A APDC apresentou esta terça-feira um conjunto de medidas concretas para o setor, organizadas em seis pilares considerados fundamentais, onde consta o incentivo ao crescimento económico sustentável e a promoção da cibersegurança e inclusão digital.

A posição geográfica de Portugal, refere a APDC — Associação Portuguesa para o Desenvolvimento das Comunicações num documento que vai ser entregue ao Governo, “embora periférica relativamente à Europa tem uma centralidade inigualável relativamente à conexão entre a Europa, África e Américas por via das ligações submarinas transatlânticas”.

Nesse sentido, “Portugal pode assim constituir um hub de referência internacional, englobando estas ligações, centros de dados, supercomputação, serviços associados às TIC, nas suas mais diversas áreas, incluindo aplicações de IA, analítica, web3.0 e cibersegurança”.

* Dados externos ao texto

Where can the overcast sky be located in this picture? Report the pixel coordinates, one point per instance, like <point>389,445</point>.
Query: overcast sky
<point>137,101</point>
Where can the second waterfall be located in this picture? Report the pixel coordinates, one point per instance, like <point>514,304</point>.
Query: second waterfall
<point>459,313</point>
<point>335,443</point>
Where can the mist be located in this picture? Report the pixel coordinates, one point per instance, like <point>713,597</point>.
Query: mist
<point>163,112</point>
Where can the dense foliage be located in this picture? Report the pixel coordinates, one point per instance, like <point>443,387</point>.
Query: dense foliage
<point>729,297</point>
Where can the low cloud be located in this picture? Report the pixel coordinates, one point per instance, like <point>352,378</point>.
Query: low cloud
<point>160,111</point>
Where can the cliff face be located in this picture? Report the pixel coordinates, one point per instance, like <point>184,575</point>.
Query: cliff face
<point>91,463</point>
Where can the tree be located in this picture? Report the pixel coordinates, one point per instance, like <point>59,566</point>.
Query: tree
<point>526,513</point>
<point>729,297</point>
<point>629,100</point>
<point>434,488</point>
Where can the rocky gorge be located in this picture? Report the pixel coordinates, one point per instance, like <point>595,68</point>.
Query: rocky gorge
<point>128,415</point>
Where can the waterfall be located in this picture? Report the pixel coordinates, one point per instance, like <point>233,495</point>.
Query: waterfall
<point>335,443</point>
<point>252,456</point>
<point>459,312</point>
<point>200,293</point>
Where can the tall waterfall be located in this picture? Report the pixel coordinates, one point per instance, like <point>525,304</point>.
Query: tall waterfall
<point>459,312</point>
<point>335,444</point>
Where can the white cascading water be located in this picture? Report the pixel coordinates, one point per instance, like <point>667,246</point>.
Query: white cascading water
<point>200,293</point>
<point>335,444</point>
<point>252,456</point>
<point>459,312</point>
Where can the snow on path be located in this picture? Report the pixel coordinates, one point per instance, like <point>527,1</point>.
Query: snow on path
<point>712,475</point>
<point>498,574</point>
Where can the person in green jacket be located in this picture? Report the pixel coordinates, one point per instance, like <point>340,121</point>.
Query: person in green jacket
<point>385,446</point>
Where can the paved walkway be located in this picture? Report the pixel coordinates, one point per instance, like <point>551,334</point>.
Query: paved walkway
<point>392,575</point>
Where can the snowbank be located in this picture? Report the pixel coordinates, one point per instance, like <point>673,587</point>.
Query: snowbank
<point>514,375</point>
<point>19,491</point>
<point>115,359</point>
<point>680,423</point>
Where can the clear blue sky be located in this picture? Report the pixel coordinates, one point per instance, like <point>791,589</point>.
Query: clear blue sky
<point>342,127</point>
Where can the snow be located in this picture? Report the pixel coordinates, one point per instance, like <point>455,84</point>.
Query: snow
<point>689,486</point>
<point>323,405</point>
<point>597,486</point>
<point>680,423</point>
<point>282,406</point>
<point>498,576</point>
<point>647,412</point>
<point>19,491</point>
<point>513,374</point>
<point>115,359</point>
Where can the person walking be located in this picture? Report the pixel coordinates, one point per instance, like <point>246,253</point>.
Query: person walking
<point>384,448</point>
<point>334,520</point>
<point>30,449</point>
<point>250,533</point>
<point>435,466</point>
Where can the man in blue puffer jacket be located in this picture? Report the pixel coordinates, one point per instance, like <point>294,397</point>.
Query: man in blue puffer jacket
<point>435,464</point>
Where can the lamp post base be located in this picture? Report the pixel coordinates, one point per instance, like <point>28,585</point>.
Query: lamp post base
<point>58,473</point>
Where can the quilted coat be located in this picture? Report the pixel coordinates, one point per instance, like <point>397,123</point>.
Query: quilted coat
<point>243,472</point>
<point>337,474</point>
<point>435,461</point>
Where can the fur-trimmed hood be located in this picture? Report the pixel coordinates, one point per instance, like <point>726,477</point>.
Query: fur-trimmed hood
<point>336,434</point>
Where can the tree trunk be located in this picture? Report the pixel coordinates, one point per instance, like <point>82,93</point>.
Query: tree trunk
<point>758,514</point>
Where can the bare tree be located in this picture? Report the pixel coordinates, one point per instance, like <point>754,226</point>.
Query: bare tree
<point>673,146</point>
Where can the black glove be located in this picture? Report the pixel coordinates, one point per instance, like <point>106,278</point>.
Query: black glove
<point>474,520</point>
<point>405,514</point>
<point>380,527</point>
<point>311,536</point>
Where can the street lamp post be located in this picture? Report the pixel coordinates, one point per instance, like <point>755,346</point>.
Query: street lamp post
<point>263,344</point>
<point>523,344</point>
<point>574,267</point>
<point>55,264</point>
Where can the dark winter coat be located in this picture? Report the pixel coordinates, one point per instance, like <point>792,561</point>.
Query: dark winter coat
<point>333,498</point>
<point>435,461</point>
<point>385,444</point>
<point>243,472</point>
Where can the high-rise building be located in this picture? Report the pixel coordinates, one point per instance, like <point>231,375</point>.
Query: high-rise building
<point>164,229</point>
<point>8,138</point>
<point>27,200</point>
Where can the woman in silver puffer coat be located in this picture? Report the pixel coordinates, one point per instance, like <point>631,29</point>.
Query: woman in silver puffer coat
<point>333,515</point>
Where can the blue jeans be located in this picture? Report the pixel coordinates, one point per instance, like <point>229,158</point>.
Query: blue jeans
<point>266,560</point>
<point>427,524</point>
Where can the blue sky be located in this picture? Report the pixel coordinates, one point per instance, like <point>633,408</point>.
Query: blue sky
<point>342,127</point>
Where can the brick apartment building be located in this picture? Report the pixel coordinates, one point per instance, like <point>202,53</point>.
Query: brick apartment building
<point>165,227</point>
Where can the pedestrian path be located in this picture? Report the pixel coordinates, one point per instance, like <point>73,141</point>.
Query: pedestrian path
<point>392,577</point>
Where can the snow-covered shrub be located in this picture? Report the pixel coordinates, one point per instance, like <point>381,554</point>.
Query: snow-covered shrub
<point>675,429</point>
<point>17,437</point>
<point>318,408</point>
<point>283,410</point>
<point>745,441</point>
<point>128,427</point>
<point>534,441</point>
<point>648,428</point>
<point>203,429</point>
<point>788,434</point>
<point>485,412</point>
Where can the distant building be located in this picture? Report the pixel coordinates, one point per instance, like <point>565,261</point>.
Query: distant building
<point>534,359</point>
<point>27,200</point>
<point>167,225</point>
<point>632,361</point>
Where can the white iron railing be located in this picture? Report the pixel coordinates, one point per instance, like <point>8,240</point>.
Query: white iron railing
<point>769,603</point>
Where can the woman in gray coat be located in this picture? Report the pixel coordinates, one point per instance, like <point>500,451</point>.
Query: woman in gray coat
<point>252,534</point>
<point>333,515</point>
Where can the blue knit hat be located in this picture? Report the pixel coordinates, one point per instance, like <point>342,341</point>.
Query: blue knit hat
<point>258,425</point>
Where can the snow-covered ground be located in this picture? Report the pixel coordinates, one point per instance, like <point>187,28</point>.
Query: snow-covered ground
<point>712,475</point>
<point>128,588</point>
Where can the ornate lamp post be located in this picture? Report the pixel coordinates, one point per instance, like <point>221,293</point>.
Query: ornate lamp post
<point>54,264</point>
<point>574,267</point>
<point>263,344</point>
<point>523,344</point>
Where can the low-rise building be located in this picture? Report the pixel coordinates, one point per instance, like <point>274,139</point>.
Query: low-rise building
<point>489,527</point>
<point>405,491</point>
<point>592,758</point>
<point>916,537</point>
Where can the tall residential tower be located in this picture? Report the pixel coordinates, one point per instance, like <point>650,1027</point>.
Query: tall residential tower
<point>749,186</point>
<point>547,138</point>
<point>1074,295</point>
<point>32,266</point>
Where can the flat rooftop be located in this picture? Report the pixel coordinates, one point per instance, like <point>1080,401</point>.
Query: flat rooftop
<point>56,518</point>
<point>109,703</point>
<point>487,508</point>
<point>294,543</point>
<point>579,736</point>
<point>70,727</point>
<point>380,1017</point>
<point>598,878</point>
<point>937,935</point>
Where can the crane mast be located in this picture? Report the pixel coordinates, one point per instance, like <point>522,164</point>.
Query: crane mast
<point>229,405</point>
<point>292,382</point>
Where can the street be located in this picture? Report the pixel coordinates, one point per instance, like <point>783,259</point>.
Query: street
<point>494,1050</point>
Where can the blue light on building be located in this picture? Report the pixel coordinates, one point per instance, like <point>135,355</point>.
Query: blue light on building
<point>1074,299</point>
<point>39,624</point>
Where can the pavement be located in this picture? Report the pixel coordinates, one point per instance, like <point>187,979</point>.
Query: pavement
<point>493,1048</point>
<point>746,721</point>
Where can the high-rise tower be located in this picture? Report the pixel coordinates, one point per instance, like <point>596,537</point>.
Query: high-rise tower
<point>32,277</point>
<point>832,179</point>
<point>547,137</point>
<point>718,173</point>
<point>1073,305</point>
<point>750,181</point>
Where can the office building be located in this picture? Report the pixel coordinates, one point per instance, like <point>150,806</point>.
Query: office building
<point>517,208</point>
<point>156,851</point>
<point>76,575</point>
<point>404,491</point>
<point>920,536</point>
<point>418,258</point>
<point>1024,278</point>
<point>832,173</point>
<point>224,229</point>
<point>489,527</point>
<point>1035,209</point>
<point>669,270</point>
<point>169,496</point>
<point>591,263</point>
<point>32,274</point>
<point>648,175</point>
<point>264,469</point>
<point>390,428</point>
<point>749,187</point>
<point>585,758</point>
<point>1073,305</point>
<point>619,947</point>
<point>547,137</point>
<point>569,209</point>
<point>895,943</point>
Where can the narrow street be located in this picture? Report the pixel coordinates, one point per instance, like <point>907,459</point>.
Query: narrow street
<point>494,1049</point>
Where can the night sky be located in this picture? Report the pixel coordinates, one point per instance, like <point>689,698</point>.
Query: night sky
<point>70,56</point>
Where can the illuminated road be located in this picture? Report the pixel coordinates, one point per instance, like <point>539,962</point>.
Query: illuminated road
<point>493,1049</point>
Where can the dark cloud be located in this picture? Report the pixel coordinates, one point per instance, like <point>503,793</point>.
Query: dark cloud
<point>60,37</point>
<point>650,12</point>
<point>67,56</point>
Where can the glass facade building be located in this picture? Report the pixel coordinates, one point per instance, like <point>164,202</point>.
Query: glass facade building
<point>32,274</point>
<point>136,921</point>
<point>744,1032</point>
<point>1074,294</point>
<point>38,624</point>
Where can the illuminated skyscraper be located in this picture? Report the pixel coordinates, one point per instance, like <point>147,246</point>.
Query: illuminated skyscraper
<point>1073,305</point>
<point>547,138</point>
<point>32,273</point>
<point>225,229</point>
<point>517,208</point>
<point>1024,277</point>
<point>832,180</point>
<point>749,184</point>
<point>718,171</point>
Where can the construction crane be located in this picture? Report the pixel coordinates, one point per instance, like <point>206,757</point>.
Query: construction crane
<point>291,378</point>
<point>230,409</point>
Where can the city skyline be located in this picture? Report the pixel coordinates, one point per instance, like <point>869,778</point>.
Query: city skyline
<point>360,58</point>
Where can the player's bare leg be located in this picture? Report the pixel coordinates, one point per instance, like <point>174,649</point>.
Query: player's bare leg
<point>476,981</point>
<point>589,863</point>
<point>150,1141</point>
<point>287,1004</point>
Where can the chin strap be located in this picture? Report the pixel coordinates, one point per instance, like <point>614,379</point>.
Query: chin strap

Segundo a organização, que celebra 40 anos de existência, “dado que a economia portuguesa é predominantemente constituída por micro e pequenas empresas, com uma faturação anual média de 385 mil euros, conforme os dados de 2022 do Pordata, torna-se imperativo não apenas atrair novos investimentos, mas também facilitar o crescimento destas empresas”.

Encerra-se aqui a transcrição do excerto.